It should first be pointed out that the default model is quite optional, and the user is free to modify it in any form desired, eliminating “manual adjustments” if necessary. However, it can also be pointed out that the default model is in fact convertible to pure mathematical form without manual adjustments.
Consider, for example, the requirement that major and minor revisions not coincide. Coincidence could occur in the default implementation only if a minor and major revisions were simulated to coincide with the last major payment, where $\tau=\tau_{irl}^{\textrm{Ma}}=\omega_{ir}^{(m_{ir}-1)}$ (see Section 4.3.2). The df of the minor revision factor $g_{irl}^{\textrm{Mi}}$ , according to Section 4.3.3, is $F_{G|\omega,\tau}^{\textrm{Mi}}$ , in other words dependent on the epoch of the minor revision in question. The over-riding of the minor revision could be incorporated into this df by extension of the conditioning of $F_{G|\omega,\tau}^{\textrm{Mi}}$ to $F_{G|\omega,\tau,{\tau_{irl}^{\textrm{Ma}}},{\omega_{ir}^{(m_{ir}-1)}}}^{\textrm{Mi}}$ and stipulation within $F_{G|\omega,\tau,{\tau_{irl}^{\textrm{Ma}}},{\omega_{ir}^{(m_{ir}-1)}}}^{\textrm{Mi}}$ that $g_{irl}^{\textrm{Mi}}=1$ if $\tau_{irl}^{\textrm{Ma}}=\omega_{ir}^{(m_{ir}-1)}$ .
This is an extremely ugly expression of the model, and is not recommended for model description. It does illustrate, however, the way in which the over-riding of a minor revision by a major one can be expressed in the form of a genuine statistical model.

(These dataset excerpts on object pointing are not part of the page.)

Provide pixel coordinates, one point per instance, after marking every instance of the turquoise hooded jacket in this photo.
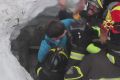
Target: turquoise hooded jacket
(45, 46)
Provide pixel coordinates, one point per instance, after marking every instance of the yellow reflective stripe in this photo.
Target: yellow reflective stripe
(100, 3)
(79, 72)
(61, 52)
(97, 29)
(38, 71)
(76, 56)
(91, 48)
(108, 79)
(111, 58)
(52, 50)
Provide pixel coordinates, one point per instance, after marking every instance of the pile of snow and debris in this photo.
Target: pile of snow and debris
(12, 13)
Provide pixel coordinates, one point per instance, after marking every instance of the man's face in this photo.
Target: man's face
(92, 10)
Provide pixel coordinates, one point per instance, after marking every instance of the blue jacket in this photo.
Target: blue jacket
(47, 43)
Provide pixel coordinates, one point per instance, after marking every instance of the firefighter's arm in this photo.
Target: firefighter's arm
(79, 72)
(43, 50)
(67, 23)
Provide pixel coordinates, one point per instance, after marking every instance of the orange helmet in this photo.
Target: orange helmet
(112, 21)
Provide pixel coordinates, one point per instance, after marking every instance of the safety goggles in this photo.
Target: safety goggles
(116, 28)
(93, 8)
(61, 36)
(111, 26)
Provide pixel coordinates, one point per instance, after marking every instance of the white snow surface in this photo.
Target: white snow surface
(13, 12)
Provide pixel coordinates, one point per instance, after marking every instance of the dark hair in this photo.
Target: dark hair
(55, 28)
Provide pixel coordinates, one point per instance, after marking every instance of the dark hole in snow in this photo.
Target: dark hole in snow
(25, 46)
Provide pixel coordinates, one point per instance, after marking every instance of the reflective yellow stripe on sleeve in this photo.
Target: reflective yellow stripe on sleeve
(76, 56)
(91, 48)
(79, 72)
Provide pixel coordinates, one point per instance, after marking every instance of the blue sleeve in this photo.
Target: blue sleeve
(67, 23)
(43, 50)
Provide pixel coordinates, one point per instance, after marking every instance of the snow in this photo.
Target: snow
(12, 13)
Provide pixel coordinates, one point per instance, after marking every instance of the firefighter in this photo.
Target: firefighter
(106, 64)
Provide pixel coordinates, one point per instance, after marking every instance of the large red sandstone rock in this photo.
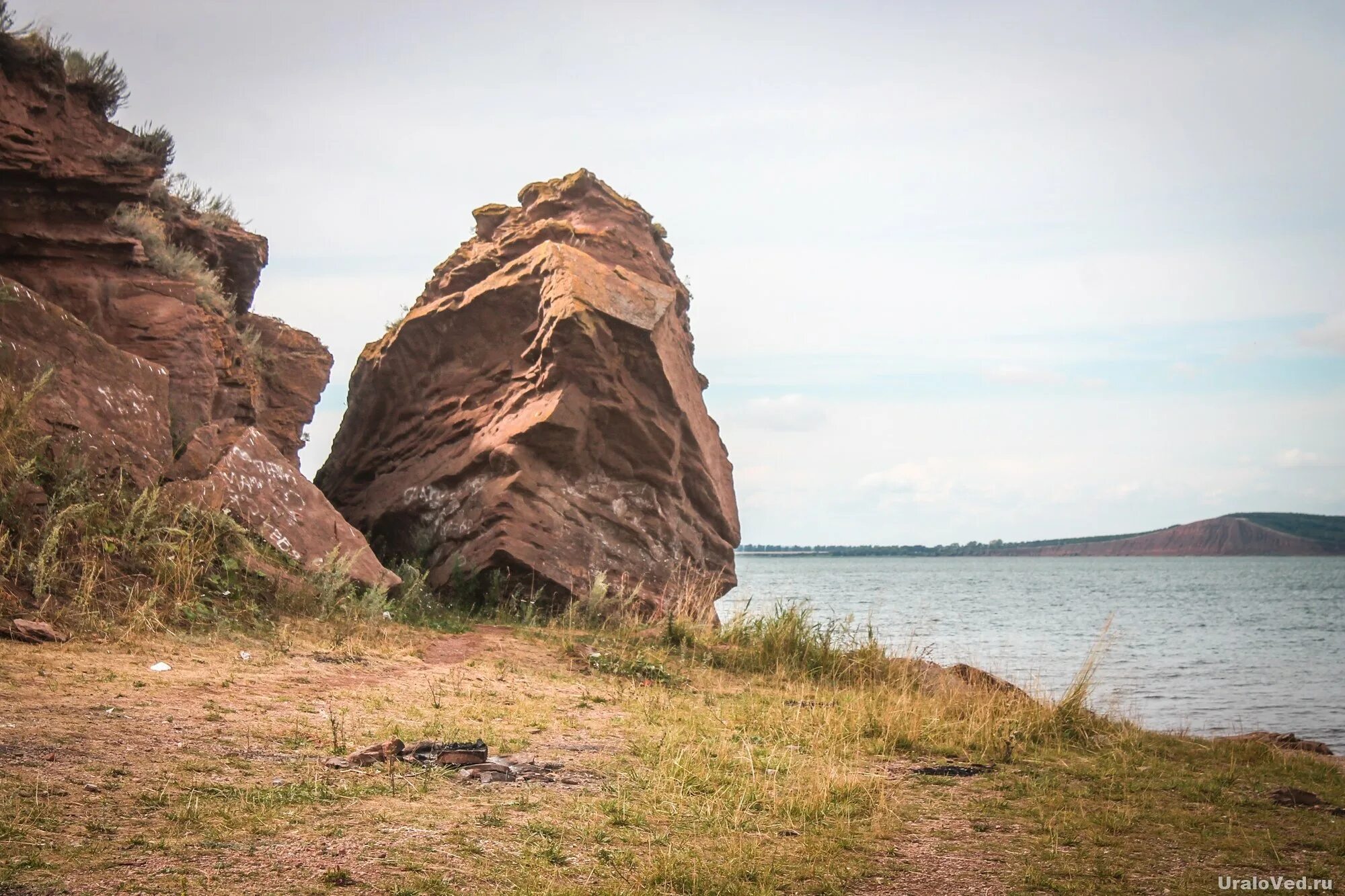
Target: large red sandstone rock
(537, 411)
(106, 404)
(142, 368)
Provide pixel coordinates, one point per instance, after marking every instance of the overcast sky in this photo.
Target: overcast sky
(1003, 271)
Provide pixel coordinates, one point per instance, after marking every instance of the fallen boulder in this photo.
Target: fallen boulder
(32, 631)
(260, 487)
(539, 412)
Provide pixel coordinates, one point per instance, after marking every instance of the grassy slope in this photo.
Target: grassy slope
(746, 775)
(1330, 530)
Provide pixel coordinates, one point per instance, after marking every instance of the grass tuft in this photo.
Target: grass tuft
(155, 142)
(174, 261)
(99, 77)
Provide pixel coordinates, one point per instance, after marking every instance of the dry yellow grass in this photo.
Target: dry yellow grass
(209, 779)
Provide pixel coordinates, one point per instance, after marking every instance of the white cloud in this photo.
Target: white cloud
(785, 413)
(1330, 335)
(1297, 459)
(1024, 376)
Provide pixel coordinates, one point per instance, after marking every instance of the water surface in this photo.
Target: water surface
(1208, 645)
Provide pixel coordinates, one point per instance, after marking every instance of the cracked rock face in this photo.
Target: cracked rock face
(145, 380)
(537, 411)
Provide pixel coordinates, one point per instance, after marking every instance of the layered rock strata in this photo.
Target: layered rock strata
(145, 377)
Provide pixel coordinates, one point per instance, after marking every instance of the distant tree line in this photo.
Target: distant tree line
(1330, 530)
(956, 549)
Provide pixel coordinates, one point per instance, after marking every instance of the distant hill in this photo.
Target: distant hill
(1289, 534)
(1234, 534)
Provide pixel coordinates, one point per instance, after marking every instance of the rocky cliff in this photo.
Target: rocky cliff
(139, 306)
(537, 411)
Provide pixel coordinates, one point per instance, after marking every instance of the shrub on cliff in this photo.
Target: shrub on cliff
(155, 142)
(93, 75)
(174, 261)
(99, 77)
(216, 208)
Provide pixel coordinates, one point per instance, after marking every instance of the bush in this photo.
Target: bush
(155, 142)
(102, 79)
(216, 208)
(174, 261)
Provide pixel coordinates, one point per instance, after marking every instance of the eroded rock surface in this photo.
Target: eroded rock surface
(539, 411)
(143, 370)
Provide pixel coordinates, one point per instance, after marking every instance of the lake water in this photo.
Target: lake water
(1207, 645)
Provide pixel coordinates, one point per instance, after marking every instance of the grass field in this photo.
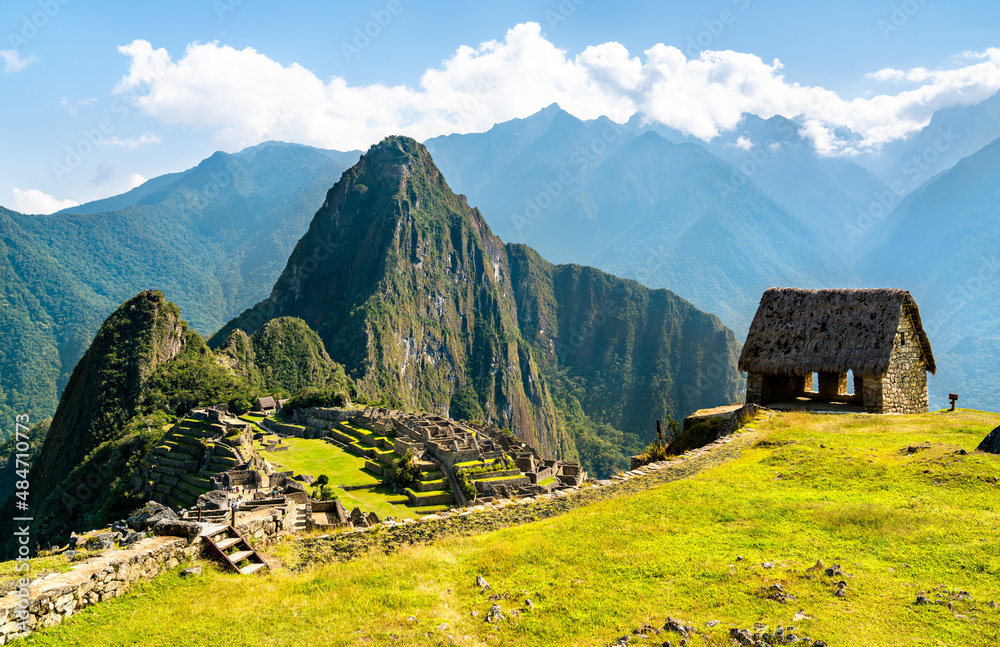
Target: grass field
(888, 498)
(314, 456)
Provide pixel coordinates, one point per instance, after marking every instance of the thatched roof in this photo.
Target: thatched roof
(798, 332)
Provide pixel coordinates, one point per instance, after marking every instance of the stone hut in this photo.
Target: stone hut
(266, 405)
(876, 334)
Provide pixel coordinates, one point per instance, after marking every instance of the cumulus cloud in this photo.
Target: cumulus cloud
(14, 62)
(246, 97)
(34, 201)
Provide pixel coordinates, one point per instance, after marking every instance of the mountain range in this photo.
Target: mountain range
(424, 305)
(212, 238)
(715, 222)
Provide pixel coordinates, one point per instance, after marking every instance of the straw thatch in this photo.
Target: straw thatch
(798, 332)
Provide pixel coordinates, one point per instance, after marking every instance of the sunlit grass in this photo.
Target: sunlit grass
(843, 489)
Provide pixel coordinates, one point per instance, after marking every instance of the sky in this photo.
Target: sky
(99, 96)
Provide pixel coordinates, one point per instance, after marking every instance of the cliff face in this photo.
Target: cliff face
(284, 357)
(410, 290)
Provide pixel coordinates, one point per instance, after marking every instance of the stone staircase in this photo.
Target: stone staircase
(232, 550)
(299, 519)
(181, 467)
(432, 487)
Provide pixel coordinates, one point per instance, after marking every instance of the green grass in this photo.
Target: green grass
(843, 489)
(314, 456)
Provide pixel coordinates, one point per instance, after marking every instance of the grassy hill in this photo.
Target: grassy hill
(891, 500)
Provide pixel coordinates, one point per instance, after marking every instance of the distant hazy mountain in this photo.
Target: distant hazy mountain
(213, 238)
(829, 194)
(944, 246)
(952, 134)
(637, 205)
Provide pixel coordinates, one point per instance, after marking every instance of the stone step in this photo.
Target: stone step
(252, 568)
(240, 555)
(192, 490)
(197, 481)
(186, 465)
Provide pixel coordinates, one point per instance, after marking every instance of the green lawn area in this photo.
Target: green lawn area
(887, 498)
(378, 501)
(314, 456)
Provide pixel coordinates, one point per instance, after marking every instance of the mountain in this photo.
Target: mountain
(214, 238)
(105, 393)
(942, 245)
(829, 194)
(144, 368)
(638, 205)
(952, 134)
(411, 291)
(285, 356)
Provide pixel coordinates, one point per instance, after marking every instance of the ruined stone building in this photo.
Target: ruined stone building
(876, 334)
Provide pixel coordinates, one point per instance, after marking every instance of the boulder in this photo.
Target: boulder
(213, 500)
(178, 528)
(358, 519)
(103, 541)
(131, 538)
(990, 444)
(149, 515)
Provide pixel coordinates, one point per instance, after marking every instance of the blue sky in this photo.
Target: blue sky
(211, 74)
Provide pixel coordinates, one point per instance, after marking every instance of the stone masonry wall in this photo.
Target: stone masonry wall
(904, 387)
(57, 596)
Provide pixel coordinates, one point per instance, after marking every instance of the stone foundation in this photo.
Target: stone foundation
(57, 596)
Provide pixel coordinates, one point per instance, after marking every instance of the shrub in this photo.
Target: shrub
(403, 472)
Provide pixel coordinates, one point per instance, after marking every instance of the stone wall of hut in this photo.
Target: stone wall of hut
(904, 387)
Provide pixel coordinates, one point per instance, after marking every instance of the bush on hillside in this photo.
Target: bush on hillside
(403, 472)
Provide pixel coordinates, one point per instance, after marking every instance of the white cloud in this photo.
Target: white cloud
(246, 98)
(13, 62)
(33, 201)
(71, 108)
(133, 142)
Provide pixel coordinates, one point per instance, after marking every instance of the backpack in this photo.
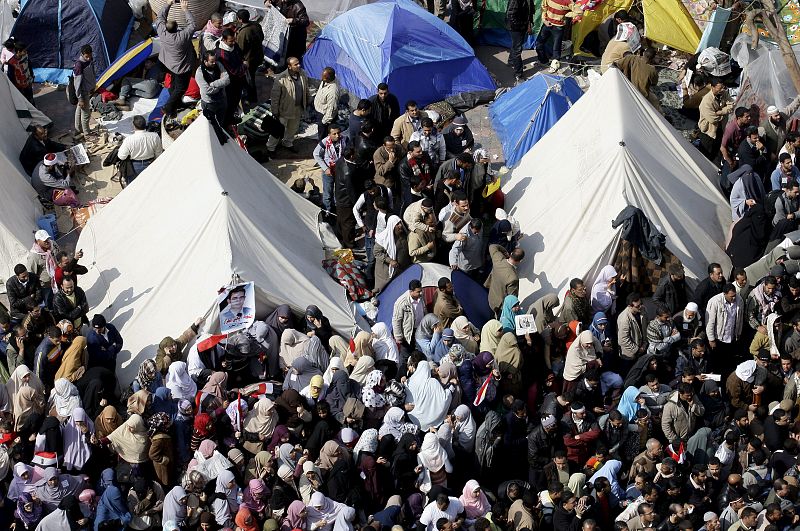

A similar device can be used to enforce the strict positivity of case estimates, as is achieved by (5)–(7). Again the device consists of expanding the conditionality of the random variable $G_{irl}^{\textrm{Mi}}$ .
4.6 Aggregation of output
Consistent with SynthETIC, SPLICE provides both individual claim and aggregate output. In the latter, transactions are aggregated by accident and development period, where the duration of the periods may be chosen to any desired level of granularity (e.g. users who choose to work with calendar months can aggregate the transactions by month, quarter, or year). SPLICE by default uses accident and development quarters. The aggregate of case estimates for any particular development quarter includes the case estimates of all relevant individual claims at the end of the quarter. If a claim’s incurred loss is revised more than once during the quarter, only the estimated incurred loss after the last of those revisions will be reflected in the aggregate. Likewise, if the user chooses to summarise the claims on a yearly level, then the claim triangles will only capture the latest estimated incurred loss at the end of each year. As an illustration, Appendix B shows the cumulative incurred loss triangle of the example implementation described in Section 5.1.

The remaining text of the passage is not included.